Featured actress, play: Johanna Day, Sweat; Jayne Houdyshell, A Doll’s House, Part 2; Cynthia Nixon, Lillian Hellman’s The Little Foxes; Condola Rashad, A Doll’s House, Part 2; Michelle Wilson, Sweat.
Scenic design, play: David Gallo, August Wilson’s Jitney; Nigel Hook, The Play That Goes Wrong; Douglas W. Schmidt, The Front Page; Michael Yeargan, Oslo.
Scenic design, musical: Rob Howell, Groundhog Day The Musical; David Korins, War Paint; Mimi Lien, Natasha, Pierre & The Great Comet of 1812; Santo Loquasto, Hello, Dolly!
Costume design, play: Jane Greenwood, Lillian Hellman’s The Little Foxes; Susan Hilferty, Present Laughter; Toni-Leslie James, August Wilson’s Jitney; David Zinn, A Doll’s House, Part 2.

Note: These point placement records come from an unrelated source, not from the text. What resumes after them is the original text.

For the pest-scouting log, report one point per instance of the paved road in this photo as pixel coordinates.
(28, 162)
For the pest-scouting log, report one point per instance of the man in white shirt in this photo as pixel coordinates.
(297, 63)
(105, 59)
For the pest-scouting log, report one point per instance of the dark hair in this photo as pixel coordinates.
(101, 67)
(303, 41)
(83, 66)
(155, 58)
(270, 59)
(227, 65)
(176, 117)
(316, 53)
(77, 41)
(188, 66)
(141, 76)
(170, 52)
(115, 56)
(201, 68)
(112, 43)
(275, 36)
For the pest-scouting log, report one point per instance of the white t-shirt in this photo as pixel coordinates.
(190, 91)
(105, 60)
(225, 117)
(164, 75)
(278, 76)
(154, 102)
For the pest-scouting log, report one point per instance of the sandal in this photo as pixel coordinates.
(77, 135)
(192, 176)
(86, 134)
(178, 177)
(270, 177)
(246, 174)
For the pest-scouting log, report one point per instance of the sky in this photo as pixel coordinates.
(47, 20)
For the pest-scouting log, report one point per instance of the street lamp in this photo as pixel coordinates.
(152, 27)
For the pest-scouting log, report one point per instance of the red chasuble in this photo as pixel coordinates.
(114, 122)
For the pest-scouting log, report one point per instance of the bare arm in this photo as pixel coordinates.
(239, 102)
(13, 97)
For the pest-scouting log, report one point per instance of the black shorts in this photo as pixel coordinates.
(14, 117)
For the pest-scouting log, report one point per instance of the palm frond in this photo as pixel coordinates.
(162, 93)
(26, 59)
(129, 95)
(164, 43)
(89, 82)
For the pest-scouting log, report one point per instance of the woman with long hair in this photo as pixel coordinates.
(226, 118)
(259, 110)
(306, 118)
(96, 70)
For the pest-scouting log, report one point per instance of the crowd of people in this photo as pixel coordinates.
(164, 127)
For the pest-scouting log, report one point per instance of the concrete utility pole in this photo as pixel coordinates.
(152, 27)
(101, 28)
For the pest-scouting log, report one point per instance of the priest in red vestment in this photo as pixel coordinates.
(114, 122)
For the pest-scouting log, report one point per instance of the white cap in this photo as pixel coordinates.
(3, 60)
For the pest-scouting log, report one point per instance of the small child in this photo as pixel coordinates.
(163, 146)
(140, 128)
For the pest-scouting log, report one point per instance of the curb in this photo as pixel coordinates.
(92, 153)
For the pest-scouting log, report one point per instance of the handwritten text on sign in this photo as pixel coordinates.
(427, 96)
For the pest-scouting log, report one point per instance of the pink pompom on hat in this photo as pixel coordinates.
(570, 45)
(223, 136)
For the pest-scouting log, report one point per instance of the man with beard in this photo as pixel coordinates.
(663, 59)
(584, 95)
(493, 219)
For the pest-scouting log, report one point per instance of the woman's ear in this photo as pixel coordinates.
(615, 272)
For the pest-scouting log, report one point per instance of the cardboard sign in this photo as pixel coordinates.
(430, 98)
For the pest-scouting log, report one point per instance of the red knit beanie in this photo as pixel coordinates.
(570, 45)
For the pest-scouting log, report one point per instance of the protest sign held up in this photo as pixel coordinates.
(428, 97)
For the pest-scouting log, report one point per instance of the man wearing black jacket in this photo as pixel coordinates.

Costume design, musical: Linda Cho, Anastasia; Santo Loquasto, Hello, Dolly!; Paloma Young, Natasha, Pierre & The Great Comet of 1812; Catherine Zuber, War Paint.
Lighting design, play: Christopher Akerlind, Indecent; Jane Cox, August Wilson’s Jitney; Donald Holder, Oslo; Jennifer Tipton, A Doll’s House, Part 2.
Lighting design, musical: Howell Binkley, Come From Away; Natasha Katz, Hello, Dolly!; Bradley King, Natasha, Pierre & The Great Comet of 1812; Japhy Weideman, Dear Evan Hansen.
Direction, Play: Sam Gold, A Doll’s House, Part 2; Ruben Santiago-Hudson, August Wilson’s Jitney; Bartlett Sher, Oslo; Daniel Sullivan, Lillian Hellman’s The Little Foxes; Rebecca Taichman, Indecent.
Direction, musical: Christopher Ashley, Come From Away; Rachel Chavkin, Natasha, Pierre & The Great Comet of 1812; Michael Greif, Dear Evan Hansen; Matthew Warchus, Groundhog Day The Musical; Jerry Zaks, Hello, Dolly!
Choreography: Andy Blankenbuehler, Bandstand; Peter Darling and Ellen Kane, Groundhog Day The Musical; Kelly Devine, Come From Away; Denis Jones, Holiday Inn, The New Irving Berlin Musical; Sam Pinkleton, Natasha, Pierre & The Great Comet of 1812.